The concrete and aluminium industries are important examples of industries that have
already begun to reap the economic, sustainability and efficiency benefits of adopting a
circular economy model.
The solutions to existing challenges
Scaling the supply of reclaimed materials and ensuring their safety and compliance with
local building codes is a major barrier to overcome.
This would mean a shift in roles and business models that enable scaling materials at such a speed, which may be costly and inefficient for businesses, therefore delaying their adoption of this model.
Existing engineers and labourers within the circular economy will also need to be upskilled.
Transformations and innovations also typically require significant capital expenditure,
necessitating investment from both private and public sectors.
If companies do not have this capital, they will not be able to implement the procedures to achieve circularity.
Risk also remains a significant challenge, particularly within the conservative construction sector, highlighting the importance of engaging in pilot projects which confirm feasibility, establish credibility and foster trust among stakeholders.
These pilot projects can help steer the industry towards embracing new solutions which enhance the built environment’s circularity.
However, it is important that stakeholders, such as investors, designers, and policymakers, do not focus solely on these pilot initiatives. Instead, an approach that considers factors contributing to the industry’s fragmentation, such as the economics of scale and long-term cost dynamics, is needed.
Regulation is an imperative
Solving the above challenges, and adopting circular economy principles in the built
environment, would bring about significant environmental, economic and societal
benefits.
However, this optimisation relies on significantly increased collaboration between industry stakeholders – including investors and policy-makers – across the value chain.
Innovation around capturing the value and opportunity of more circular approaches through a project’s lifestyle, digital tools to improve transparency, knowledge and information sharing, and innovative techniques to incorporate circularity into mainstream materials are all critical to gaining traction.
Circularity is important in material production, and ensuring that the approach is integrated into all stages of the building process.
The policy landscape is also evolving to take into account the carbon impact.

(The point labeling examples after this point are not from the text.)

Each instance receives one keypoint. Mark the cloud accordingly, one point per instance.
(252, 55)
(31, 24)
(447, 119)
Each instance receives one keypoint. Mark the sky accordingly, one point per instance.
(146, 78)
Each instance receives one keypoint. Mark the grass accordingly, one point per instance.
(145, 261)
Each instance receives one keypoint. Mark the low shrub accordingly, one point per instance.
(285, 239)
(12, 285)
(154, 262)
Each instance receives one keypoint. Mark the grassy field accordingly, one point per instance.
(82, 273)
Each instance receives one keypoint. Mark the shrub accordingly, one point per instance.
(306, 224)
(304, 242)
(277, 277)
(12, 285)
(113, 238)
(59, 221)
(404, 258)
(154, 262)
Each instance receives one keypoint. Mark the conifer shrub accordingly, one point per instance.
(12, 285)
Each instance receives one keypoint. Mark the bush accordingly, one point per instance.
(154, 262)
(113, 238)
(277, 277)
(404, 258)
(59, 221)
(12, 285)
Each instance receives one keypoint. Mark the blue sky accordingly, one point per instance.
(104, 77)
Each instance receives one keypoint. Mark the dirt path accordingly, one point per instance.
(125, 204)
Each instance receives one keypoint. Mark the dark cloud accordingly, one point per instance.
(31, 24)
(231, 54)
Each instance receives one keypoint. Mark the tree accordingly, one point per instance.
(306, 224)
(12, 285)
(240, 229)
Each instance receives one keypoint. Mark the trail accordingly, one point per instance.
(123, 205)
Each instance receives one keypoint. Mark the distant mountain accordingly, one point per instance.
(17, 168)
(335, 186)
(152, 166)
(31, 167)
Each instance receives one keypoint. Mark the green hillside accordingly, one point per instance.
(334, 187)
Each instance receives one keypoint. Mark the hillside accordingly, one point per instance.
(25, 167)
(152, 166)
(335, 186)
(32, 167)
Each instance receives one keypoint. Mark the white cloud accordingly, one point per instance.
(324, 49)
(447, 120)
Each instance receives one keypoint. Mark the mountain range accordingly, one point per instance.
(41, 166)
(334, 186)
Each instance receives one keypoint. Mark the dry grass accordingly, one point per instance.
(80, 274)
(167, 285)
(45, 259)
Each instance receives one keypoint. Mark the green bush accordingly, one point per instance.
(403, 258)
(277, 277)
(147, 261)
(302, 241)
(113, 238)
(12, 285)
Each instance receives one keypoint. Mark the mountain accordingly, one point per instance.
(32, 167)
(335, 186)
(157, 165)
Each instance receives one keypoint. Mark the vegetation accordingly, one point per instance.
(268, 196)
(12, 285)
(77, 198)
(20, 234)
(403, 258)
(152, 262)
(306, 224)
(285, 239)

The
regulatory frameworks that are required to bring circular solutions to scale are still far
from complete.
Encouragingly, initiatives like the EU Green Deal have spurred substantial investments in the market, including from private equity.
Circular solutions are increasingly viewed as future-proof investments and clear and deliberate legislation can create signals to industrial players for investment in technologies and solutions that support the realisation of a circular built world.
Implementing incentives to promote circularity
Some potentially significant drivers of change to incentivise companies to promote
circularity include stricter carbon tax frameworks and landfill usage penalties.
Future-forward industry players will anticipate the needs of a changing world, and strive
to adapt from a linear material landscape to a circular one.
Companies who make changes to their business models and processes early and increase their levels of collaboration will be the ones who benefit the most (financially and environmentally), and capture the most value in a circular economy.
If the built environment wants to achieve circularity, and see the same environmental
and economic benefits as industries who have already adopted a circular model,
collaborative efforts are required across value chains.
Through collaboration, existing barriers that are preventing the industry from adopting this model, such as lack of jobs and capital, will also be knocked down, ensuring efficiency across businesses.